Dans certains contes, les chats portent le chapeau, chez Desa, son fidèle Nélé claudique sur trois pattes, pour offrir une impression assez surréaliste. Pour le moment, il ronronne d’aise et nous ignore comme seuls les chats savent le faire. Il n’échappera pas pour autant aux baisers dans le cou et les guili-guili obligatoires, votre serviteur étant un fou de félins ! On y reviendra.
Une vie fracturée
Desa voit le jour dans la petite ville de Gorazde en Bosnie. Ayant fait ses études en économie et finances, rien ne la prédestine à l’art, mais la vie en a décidé autrement. La naissance de son deuxième enfant, Sandra, en 1980 (le premier, Boris, est né deux ans plus tôt) et le congé de maternité dont elle bénéficie lui offre assez de temps libre pour que l’art, et la peinture tout particulièrement, entrent dans sa vie. Dès ses premiers coups de pinceau, Desa se sent chez elle et son art trouve une résonance très favorable auprès de ses pairs et du public en général. Elle est lancée, elle n’arrêtera plus, sauf quand la guerre mettra toute sa vie en suspens.


Sa première exposition, en 1992 à Sarajevo, coïncide avec l’éclatement du conflit. Les 40 tableaux qu’elle s’apprêtait à exposer sont détruits, le pays est en déroute. Elle quitte Bosnie pour Zlatibor, qu’elle compare à Mont-Tremblant, une ville touristique nichée dans les montagnes. Son mari reste à Sarajevo, où il sera gravement blessé par un tireur d’élite. Il mourra de ses blessures à Belgrade.

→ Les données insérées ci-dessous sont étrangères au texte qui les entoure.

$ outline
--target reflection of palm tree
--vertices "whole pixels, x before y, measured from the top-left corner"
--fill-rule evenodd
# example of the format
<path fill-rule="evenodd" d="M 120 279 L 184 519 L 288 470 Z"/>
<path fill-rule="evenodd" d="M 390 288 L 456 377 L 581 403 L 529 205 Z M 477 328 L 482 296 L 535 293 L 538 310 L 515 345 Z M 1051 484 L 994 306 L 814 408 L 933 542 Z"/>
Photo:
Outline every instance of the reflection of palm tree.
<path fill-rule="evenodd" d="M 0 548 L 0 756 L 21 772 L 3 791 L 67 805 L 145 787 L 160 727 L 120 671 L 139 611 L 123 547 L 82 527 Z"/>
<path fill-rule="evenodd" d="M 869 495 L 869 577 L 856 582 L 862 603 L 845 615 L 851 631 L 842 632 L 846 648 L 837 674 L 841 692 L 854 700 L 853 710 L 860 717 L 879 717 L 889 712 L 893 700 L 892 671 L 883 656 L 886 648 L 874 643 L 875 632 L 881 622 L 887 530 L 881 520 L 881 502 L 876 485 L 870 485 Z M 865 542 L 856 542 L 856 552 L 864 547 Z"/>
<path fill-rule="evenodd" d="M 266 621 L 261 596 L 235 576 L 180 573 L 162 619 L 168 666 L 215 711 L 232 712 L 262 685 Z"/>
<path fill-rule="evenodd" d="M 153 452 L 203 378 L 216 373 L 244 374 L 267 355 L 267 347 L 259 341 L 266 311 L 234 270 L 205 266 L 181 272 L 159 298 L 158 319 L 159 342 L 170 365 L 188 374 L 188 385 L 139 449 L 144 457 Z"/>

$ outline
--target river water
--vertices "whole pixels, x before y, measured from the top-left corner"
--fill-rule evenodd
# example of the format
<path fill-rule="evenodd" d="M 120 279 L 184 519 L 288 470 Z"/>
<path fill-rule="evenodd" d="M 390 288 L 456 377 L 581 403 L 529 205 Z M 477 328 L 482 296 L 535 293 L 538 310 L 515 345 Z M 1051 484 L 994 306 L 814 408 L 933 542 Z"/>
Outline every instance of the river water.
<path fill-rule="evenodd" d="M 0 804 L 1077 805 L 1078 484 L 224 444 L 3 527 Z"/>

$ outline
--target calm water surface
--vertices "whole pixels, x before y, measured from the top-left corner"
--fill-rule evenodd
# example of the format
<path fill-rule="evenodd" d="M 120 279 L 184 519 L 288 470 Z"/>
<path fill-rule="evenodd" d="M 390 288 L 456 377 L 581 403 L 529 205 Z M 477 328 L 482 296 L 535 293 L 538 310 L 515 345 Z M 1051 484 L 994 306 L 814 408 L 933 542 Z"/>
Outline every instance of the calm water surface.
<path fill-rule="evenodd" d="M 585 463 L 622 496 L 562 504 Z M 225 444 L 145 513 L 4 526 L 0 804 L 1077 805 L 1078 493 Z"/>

Peindre va devenir pour Desa une nécessité, par laquelle son âme cherche à guérir. Encore une fois, ses tableaux sont remarqués par une figure emblématique de la peinture serbe, le grand maître Milic od Macve, surnommé à juste titre le Dali des Balkans. Les conditions plus que précaires de sa vie en Serbie l’éloignent, encore une fois, de l’art. Puis, après avoir enterré son mari à Zlotibor, leur endroit préféré, un nouveau chapitre s’ouvre pour Desa.